Тайга вокруг Сосново дремучая, синяя. Тропки извилистые, чуть приметные, с засеками на деревьях. Знала Мария, что по каждой из них ходил Петр, что каждая зарубка на дереве его ножом сделана. С любой взгорки, куда бы ни вела тропа, Сосново проглядывалось. Остановится Мария, избы Степана, Василия, Якова отыщет взглядом, а как на густой кедровник взгляд падет, краешек своей крыши увидит, сердце застучит сильнее. Представит, как ребятишки ее поджидают, в окна выглядывают, и ноги будто сами несут к дому. Поначалу, когда было чем кормить ребят, не так душа болела. Знала: то похлебку поедят, то молоко попьют, а как запустила корову, пришли такие дни, хоть глаза закрывай и беги. Ничем не уговоришь, не успокоишь ребенка, если его голод сосет. Не успеет она двери приоткрыть, на порог вступить, а они будто одно слово и знали: «есть».

Тогда Мария приметила, что все ребячьи сказки с едой связаны: хоть про репку, хоть про зайку-зазнайку, хоть про Красную Шапочку. Начнет она их уговаривать, всякие лесные истории рассказывать, а сама об одном думает: как бы уснули поскорее, как бы про еду до утра не вспомнили. Усыпит еле-еле, а сама в Сосново. То у Ульяны, то у Дарьи молока возьмет, то Раиса какой-нибудь болтушки в крынку нальет. Все сытнее, чем картошка сухая.
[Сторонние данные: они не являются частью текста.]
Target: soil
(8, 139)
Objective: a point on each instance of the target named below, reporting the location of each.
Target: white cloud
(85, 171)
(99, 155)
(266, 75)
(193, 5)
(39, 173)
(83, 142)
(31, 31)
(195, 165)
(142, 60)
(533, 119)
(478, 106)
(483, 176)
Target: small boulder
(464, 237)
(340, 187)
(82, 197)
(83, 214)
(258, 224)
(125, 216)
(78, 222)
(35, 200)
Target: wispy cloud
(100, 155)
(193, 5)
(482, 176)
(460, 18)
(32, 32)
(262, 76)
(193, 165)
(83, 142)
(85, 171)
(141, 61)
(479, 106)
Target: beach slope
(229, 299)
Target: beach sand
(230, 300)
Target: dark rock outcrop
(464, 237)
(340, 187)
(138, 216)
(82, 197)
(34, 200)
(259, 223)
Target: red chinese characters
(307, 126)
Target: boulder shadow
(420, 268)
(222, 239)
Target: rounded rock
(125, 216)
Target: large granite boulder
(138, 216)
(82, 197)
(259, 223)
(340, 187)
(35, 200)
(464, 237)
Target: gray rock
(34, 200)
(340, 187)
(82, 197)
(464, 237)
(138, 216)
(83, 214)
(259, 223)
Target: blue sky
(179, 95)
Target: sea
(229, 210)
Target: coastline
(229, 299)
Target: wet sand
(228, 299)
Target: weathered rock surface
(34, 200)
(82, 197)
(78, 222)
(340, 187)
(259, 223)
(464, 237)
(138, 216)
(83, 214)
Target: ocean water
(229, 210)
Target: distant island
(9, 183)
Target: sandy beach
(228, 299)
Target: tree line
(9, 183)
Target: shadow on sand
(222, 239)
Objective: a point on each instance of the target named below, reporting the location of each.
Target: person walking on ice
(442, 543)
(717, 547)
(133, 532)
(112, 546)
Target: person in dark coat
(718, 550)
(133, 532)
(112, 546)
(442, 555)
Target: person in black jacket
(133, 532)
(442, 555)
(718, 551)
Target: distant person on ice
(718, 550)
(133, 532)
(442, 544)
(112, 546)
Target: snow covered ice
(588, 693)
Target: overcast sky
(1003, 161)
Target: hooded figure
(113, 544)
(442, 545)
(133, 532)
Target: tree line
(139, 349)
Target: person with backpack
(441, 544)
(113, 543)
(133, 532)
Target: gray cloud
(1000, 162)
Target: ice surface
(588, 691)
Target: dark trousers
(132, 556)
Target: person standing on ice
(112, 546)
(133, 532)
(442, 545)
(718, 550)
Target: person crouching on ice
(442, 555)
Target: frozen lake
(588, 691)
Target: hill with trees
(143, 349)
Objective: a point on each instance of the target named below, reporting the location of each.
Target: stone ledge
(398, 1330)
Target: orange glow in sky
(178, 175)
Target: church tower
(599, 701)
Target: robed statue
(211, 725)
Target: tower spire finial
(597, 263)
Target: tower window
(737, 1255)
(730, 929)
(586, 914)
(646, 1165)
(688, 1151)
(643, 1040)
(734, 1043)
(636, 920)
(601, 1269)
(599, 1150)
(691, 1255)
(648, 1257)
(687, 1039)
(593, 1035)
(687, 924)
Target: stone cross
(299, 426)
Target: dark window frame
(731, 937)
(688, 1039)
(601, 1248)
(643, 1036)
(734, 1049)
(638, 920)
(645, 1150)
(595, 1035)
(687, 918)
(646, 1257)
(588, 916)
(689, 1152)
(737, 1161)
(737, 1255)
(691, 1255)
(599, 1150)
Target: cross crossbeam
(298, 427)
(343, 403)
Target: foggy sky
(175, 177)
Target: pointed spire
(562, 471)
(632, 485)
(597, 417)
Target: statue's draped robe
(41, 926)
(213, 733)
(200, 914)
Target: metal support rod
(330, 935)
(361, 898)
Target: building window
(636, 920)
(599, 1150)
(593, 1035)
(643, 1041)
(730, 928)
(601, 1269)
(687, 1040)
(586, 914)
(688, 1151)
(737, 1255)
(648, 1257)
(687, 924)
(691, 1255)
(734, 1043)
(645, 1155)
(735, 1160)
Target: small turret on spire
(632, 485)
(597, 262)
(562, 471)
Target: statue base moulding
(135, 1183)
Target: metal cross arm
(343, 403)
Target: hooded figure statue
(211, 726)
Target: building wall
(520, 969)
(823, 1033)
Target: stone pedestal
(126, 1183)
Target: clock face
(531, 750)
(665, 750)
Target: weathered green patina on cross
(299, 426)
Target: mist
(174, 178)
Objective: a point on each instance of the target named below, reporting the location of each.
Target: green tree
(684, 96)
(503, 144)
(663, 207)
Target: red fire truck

Заметила Мария: ребятишки начали худеть. Пальчики на ручонках длиннее стали, кожа на лице желтее, глазницы обозначились, глаза округлись. Глядела на них — глаз просушить не могла.

Может, не так больно переживала бы Мария, если бы кто-нибудь с ней по соседству жил, с кем могла бы она словом обмолвиться, беду выплакать. Вместе всегда легче. А тут — куда ни ступи, ни повернись — одна.

«Хоть бы уж ты, Белолобка, над моей бедой смилостивилась, — вздохнула Мария, подходя к конюшне. — Хоть бы ты мои слова услышала».

Из расщелины в двери тянуло теплом, запахом сена, навоза. Слышно было жалобное мычание коровы.

— Неужто отелилась, сердечная, — проговорила Мария, приоткрыв дверь. — Неужто мою беду учуяла? Пришла мне на подмогу, на спасение моих ребят.

Она гладила потную шею Белолобки, липкие завитки шерсти на сыром теле теленка, касалась рукой тугого вымени коровы. Белолобка в ответ мычала, фыркала ноздрями, лизала спину теленка.

— Уберу я его от тебя. Уберу. Если с тобой оставлю, моим ребятам молока не видать, а так с ними делиться будешь.